I noticed the checks on https://status.sentry.io/ but I couldn’t find how they work / what do they check. Is there a wiki/repo that contains the checks that are running for the statuspage ? Do you have somewhere a documentation on how to ensure sentry is running correctly? In docker, we can add healthchecks, but I don’t think It covers the actual running of sentry.
What URLs need to be monitored ? I found /_health/ but it’s not clear what does it check. Is there a script that can be run to check the status of all the kafka consumers /sentry workers? How can I make sure that snuba is working correctly ? The architecture is very complex and I can’t find documentation that covers the monitoring of all the flows ( besides the Datadog integration, which is not OpenSource).

Thank you

We added some health checks to our self-hosted repo recently:

Maybe @jasonious can provide more information about tracking some key endpoints.

Re metrics, there are many metrics backends you can use here: sentry/src/sentry/metrics at master · getsentry/sentry · GitHub

You can also write your own if you really need something custom. You can then set the backend you want to use via these settings:

The healthchecks on docker are good, but I’m also interested in the queue workers, that don’t have docker healthchecks.
For example, on our dev environment no data was entering sentry although all the docker containers were up & running. I noticed that the kafka consumer group - ingest-consumer- was Empty and then I checked the logs and saw that the ingest-consumer container received an error and was doing nothing ( it did not crash so it was blocked ).
This showed me that we need to monitor Kafka consumer groups and maybe their lag ( I’m not sure how much is too much). It would be nice to have this information in a monitoring recommendations wiki that can be used by Sentry administrators.
It’s also not clear for me the /_health/ sentry heathcheck checks - is it just that the http interface is up or does it test connection to all the dependencies, like the database, redis, etc
Also, how can I monitor the sentry worker ? There is a message in sentry when no workers are running, but what is check that is used to get this information ?

Thank you

Sounds like an instance of snuba consumer left kafka cluster peacefully without exiting · Issue #1993 · getsentry/snuba · GitHub. Would be great to add your voice there (and also follow the issue for further resolution).

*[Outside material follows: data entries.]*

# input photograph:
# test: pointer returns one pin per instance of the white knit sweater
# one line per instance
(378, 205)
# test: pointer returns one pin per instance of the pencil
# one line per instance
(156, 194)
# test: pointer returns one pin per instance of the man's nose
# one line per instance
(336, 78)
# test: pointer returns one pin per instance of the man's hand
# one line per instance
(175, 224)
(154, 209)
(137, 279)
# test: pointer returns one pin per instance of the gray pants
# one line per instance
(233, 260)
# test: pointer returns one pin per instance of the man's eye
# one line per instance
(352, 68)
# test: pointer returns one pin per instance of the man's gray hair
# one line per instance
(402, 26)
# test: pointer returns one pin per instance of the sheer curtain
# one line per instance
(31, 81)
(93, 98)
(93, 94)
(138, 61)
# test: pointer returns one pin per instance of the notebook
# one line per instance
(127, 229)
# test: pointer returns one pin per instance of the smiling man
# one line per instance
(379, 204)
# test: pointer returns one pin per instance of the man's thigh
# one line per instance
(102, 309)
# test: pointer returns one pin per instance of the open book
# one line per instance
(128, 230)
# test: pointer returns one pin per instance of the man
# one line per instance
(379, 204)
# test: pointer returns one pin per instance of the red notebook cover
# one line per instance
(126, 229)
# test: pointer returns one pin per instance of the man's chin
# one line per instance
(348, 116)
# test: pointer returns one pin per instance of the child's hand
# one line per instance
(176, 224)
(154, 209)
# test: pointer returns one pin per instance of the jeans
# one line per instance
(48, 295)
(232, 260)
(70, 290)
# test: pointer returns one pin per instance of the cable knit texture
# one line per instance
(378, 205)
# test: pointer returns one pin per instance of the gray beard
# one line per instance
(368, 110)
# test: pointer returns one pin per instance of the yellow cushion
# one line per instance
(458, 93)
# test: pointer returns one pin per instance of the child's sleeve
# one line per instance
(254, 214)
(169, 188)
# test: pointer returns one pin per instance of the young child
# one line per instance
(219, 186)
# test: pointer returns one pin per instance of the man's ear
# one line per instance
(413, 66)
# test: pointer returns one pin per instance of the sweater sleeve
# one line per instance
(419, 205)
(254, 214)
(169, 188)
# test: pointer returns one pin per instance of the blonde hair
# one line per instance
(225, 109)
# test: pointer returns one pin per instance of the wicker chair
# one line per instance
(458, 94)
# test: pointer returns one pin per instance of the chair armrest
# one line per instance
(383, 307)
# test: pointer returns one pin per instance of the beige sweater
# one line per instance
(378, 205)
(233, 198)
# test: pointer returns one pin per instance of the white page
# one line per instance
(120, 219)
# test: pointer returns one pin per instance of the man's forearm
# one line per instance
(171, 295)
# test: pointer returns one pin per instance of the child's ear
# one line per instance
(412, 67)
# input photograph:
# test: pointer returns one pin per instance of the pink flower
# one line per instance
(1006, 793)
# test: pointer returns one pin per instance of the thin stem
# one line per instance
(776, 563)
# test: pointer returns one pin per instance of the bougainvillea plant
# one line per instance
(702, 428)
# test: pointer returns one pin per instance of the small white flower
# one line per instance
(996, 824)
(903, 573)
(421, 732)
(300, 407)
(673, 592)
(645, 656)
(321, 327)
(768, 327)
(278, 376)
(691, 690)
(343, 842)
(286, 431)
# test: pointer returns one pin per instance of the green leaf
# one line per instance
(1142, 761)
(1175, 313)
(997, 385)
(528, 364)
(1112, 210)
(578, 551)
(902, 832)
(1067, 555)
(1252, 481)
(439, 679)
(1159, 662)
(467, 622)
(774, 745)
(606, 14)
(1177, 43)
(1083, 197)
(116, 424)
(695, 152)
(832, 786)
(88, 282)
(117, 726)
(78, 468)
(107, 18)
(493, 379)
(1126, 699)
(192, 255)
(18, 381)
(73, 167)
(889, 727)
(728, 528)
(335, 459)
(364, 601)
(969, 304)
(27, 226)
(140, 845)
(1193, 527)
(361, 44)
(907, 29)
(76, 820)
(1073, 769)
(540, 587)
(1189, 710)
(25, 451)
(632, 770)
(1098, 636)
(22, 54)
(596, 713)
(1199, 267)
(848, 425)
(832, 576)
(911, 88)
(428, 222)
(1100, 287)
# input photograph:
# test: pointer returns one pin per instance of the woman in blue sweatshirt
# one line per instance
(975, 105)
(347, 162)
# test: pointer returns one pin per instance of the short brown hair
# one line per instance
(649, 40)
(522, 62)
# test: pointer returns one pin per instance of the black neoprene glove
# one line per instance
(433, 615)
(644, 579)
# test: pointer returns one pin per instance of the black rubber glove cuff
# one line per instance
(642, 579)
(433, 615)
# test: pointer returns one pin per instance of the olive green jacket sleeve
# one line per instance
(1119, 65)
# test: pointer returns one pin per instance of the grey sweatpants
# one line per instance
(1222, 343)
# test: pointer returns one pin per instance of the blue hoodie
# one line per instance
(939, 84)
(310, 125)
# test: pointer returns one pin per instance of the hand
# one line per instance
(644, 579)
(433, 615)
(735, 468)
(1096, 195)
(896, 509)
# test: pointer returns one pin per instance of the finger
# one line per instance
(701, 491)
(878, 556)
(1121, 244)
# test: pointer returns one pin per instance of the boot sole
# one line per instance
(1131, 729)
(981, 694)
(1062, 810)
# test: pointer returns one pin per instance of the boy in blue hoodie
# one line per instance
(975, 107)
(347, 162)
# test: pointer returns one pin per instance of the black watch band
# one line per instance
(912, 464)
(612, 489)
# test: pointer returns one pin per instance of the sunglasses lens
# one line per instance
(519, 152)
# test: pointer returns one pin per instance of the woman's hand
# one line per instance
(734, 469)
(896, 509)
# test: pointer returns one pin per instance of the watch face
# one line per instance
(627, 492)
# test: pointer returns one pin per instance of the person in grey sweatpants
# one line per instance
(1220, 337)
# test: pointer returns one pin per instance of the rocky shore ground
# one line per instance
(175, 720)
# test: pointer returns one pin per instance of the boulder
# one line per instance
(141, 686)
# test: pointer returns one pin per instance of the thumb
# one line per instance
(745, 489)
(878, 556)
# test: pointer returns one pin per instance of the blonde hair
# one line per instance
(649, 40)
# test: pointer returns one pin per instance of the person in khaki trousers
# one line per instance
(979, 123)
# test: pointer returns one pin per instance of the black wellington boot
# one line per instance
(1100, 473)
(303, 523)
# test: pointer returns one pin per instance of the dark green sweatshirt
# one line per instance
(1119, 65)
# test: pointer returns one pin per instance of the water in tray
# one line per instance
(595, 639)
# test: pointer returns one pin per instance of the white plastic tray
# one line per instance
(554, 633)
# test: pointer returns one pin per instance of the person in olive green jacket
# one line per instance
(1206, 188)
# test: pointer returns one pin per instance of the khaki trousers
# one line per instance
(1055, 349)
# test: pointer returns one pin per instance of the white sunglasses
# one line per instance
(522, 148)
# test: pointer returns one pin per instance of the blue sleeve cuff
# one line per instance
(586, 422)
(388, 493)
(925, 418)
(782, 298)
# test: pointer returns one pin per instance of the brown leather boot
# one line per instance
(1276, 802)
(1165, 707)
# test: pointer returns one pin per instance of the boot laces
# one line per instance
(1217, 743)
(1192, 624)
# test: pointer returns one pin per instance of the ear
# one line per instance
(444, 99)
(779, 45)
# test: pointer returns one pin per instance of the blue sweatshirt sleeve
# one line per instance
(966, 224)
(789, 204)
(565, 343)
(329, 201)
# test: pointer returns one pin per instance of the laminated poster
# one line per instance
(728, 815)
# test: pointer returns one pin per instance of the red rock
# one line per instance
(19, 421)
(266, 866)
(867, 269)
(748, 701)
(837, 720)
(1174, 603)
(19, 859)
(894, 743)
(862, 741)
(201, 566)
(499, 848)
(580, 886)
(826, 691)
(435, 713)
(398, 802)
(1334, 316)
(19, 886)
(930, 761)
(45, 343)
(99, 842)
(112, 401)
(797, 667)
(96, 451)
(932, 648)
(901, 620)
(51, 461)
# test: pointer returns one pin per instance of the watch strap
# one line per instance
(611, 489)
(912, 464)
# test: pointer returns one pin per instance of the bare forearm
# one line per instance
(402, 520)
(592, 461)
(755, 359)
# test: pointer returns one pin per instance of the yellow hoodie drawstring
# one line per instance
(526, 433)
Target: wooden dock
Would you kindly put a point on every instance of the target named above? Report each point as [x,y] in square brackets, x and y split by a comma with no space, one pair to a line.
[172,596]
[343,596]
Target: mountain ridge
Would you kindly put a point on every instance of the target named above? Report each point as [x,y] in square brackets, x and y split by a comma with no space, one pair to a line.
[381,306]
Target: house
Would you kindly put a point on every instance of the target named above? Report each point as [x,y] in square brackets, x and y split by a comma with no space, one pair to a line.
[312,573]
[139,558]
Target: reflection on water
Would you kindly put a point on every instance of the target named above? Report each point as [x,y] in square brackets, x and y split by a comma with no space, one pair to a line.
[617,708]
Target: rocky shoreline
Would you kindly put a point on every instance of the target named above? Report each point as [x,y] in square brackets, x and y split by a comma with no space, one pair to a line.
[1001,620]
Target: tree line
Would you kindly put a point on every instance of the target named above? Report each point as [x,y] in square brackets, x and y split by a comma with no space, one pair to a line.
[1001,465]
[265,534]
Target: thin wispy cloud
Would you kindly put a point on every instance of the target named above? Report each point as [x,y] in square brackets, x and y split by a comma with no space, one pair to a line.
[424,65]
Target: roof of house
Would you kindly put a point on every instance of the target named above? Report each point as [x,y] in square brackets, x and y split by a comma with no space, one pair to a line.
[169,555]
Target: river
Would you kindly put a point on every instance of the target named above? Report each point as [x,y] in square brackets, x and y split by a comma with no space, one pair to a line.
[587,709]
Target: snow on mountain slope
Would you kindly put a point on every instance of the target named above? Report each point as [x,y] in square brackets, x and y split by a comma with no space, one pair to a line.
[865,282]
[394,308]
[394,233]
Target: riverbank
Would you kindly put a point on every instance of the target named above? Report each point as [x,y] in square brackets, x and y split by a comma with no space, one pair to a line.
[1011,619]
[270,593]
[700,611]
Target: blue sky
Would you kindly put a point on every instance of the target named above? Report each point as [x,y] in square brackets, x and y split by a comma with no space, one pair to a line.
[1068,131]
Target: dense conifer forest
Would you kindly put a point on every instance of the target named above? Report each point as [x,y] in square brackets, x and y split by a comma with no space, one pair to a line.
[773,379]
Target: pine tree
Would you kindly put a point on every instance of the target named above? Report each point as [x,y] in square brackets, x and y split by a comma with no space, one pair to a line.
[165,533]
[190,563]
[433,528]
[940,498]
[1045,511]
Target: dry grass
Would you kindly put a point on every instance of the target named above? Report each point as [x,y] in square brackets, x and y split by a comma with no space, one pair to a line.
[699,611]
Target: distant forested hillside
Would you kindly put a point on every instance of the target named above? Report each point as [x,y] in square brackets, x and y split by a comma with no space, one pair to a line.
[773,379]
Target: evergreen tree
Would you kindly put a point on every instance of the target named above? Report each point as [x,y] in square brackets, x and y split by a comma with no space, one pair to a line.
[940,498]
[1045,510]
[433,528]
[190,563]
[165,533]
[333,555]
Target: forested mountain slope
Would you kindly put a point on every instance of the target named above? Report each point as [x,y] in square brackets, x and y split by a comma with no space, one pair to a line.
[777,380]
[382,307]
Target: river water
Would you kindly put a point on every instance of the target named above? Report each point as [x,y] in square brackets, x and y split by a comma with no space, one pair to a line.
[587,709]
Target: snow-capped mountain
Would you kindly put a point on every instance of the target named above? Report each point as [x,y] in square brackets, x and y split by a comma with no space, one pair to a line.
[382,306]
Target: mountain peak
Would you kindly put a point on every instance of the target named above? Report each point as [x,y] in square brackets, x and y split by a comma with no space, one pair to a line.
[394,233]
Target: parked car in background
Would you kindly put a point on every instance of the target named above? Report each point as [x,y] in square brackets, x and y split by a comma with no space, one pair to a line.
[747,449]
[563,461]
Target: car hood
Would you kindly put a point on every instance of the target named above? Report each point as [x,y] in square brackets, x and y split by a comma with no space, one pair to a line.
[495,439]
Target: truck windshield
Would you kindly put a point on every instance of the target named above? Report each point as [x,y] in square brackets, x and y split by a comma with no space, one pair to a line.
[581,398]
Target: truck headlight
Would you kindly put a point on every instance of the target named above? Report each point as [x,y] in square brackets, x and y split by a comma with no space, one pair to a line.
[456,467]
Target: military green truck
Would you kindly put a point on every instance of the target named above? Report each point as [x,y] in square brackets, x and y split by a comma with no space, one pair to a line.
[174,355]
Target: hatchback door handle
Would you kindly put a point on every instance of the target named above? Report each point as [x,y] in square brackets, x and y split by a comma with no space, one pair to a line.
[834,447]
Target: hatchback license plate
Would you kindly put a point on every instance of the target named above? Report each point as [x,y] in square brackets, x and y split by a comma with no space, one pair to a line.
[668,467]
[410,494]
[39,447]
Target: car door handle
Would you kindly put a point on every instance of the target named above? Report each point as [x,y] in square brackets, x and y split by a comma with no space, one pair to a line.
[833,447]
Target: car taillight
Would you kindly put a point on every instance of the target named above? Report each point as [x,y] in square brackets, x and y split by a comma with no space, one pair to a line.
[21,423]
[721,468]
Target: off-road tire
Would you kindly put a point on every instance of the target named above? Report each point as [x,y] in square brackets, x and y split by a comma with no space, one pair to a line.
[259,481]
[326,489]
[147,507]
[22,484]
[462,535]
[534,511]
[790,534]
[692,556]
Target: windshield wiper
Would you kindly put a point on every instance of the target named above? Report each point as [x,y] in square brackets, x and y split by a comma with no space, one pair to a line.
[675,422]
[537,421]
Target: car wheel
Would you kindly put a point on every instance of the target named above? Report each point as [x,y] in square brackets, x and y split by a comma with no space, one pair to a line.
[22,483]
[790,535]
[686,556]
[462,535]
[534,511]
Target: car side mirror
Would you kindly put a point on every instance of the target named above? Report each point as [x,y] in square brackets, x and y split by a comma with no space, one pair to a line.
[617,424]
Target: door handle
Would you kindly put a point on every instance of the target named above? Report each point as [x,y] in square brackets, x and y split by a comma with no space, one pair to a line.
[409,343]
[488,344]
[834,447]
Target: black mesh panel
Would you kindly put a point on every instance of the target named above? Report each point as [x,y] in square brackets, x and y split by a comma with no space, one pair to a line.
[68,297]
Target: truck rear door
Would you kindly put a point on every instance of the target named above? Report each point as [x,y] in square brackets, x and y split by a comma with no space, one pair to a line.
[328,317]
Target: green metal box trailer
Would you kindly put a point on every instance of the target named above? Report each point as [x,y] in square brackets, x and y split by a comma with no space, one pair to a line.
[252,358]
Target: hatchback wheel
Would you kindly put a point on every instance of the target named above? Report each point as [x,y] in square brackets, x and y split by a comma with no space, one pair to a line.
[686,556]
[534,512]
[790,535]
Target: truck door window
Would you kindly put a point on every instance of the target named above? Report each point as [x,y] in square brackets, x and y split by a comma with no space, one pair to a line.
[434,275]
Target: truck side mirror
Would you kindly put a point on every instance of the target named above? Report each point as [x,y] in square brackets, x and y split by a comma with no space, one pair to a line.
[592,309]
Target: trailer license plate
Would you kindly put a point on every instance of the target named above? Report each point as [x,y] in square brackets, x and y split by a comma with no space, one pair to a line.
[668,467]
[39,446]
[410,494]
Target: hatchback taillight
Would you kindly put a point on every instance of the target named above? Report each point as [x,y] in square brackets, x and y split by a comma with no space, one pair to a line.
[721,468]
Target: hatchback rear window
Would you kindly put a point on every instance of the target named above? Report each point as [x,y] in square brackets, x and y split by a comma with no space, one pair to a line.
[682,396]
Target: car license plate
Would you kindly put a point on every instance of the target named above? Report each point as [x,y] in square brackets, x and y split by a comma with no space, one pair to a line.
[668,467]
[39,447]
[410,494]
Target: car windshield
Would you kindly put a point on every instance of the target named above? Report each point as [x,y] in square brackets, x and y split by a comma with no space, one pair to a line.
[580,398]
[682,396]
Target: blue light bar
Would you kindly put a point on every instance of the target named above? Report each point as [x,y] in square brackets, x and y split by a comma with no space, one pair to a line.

It just ensures that Django can accept HTTP requests. That said if a required connection drops, the app should crash.

This is the code that checks the workers: sentry/celery_alive.py at 9b9ccc2da8ecd59265d6e22e868838edf7b49a5d · getsentry/sentry · GitHub – we can probably make this something we can listen on. Otherwise you can just rely on the process being up and running.

There’s also a sentry queues list command for checking queue status: sentry/queues.py at dd723b46afdfdc8a082b2b303e8db8b754ece162 · getsentry/sentry · GitHub

As mentioned earlier, @jasonious would probably know better but he’s on vacation right now.